[Numpy-discussion] Why does fancy indexing work like this?
Sebastian Berg
sebastian at sipsolutions.net
Mon Aug 24 19:07:42 EDT 2020
On Mon, 2020-08-24 at 15:31 -0600, Aaron Meurer wrote:
> On Wed, Aug 19, 2020 at 8:18 PM Sebastian Berg
> <sebastian at sipsolutions.net> wrote:
> > On Wed, 2020-08-19 at 19:37 -0600, Aaron Meurer wrote:
> > > These cases don't give any deprecation warnings in NumPy master:
> > >
> > > > > > np.arange(0)[np.array([0]), False]
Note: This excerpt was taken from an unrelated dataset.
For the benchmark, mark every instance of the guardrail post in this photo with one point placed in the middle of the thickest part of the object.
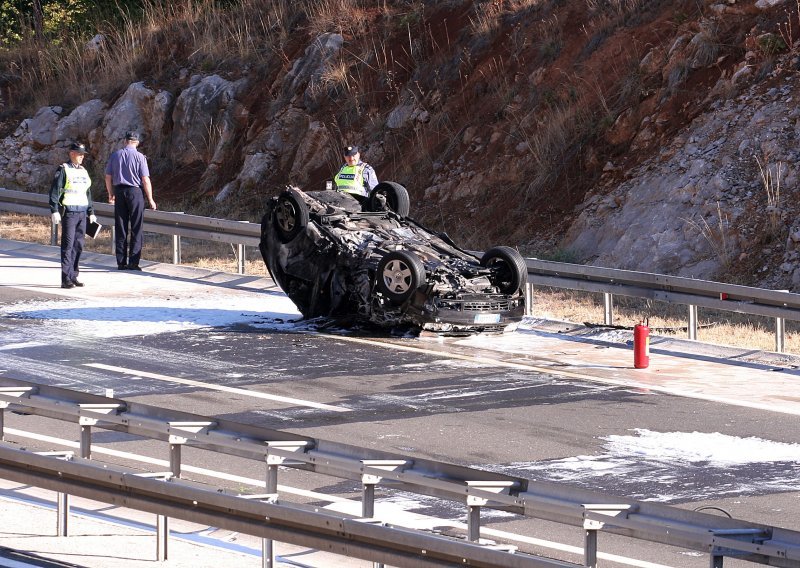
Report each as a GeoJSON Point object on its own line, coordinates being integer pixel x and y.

> > > array([], dtype=int64)
> > > > > > np.arange(0).reshape((0, 0))[np.array([0]), np.array([],
> > > > > > dtype=int)]
> > > array([], dtype=int64)
> > >
> > > Is that intentional?
> >
> > I guess it follows from `np.array([[1]])[[], [10]]` also not
> > failing
> > currently.
>
> Sure, I think that's the same thing (sorry if my example is "too
> trivial". I was copy-pasting a hypothesis shrunk example).
>
> > And that was intentional not to deprecate when out-of-bound indices
> > broadcast away. But I am not sure I actually think that was the
> > better
> > choice. My initial choice was that this would be an error as well,
> > and
> > I still slightly prefer it, but don't feel it matters much.
>
> There's an inconsistency here, which is that out-of-bounds indices
> that are broadcast away are not bounds checked unless they are scalar
> indices, in which case they are.
>
> > > > a = np.empty((1, 1))
> > > > a[np.array([], dtype=int), np.array([10])]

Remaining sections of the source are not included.